All this talk of quotations puts me in mind of a very famous one, supposedly by G. K. Chesterton. No doubt you’ve seen it floating around Pinterest, Twitter, etc. by now:
It certain sounds like Chesterton, and it’s in line with things he did say, but it’s not Chesterton. It is in fact the work of another author of fantastical prose, Mr. Neil Gaiman.
To be fair, Gaiman was basically saying the same thing Chesterton had said, just in fewer words. In his essay “The Red Angel,” Chesterton wrote:
Fairy tales do not give the child his first idea of bogey. What fairy tales give the child is his first clear idea of the possible defeat of bogey. The baby has known the dragon intimately ever since he had an imagination. What the fairy tale provides for him is a St. George to kill the dragon.

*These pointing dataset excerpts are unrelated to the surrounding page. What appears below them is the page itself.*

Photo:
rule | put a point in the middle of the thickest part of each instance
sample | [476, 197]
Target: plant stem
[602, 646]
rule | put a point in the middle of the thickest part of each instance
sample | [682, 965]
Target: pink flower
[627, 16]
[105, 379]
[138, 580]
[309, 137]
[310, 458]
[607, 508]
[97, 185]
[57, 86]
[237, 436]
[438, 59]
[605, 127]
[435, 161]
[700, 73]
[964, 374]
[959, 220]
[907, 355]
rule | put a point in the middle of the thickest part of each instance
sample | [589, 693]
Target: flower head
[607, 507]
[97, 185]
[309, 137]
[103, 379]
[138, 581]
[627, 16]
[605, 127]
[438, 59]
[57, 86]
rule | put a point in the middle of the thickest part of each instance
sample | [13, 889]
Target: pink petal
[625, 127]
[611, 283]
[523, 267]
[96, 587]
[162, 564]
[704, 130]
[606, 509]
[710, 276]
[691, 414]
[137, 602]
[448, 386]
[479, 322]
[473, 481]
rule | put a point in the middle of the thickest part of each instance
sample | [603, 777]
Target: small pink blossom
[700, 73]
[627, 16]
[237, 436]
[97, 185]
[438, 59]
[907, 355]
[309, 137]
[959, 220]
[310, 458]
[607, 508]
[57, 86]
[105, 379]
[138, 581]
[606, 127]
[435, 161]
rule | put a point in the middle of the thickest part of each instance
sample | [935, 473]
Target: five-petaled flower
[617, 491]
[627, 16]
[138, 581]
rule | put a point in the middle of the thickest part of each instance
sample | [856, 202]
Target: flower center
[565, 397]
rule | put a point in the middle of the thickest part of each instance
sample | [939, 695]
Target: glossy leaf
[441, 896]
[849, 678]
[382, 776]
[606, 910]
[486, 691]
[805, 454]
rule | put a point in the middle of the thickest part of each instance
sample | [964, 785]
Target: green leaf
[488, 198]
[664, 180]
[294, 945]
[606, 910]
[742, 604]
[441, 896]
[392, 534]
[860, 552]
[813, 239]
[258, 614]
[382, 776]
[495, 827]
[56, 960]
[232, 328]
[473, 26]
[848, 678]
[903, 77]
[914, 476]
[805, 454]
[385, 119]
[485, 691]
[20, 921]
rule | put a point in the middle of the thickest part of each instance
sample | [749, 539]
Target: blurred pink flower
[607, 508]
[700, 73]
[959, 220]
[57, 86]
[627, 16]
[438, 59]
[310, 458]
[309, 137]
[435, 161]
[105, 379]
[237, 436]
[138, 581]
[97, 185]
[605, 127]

Around seventy years later, Gaiman decided to use this quote as an epigram in his novel Coraline. The only problem was he couldn’t remember how it went. As he explained to a curious fan on Tumblr:
When I started writing Coraline, I wrote my version of the quote in Tremendous Trifles, meaning to go back later and find the actual quote, as I didn’t own the book, and this was before the Internet. And then ten years went by before I finished the book, and in the meantime I had completely forgotten that the Chesterton quote was mine and not his.
I had always wondered how quotes ended up being attributed to people who never said them. Apparently, that’s how.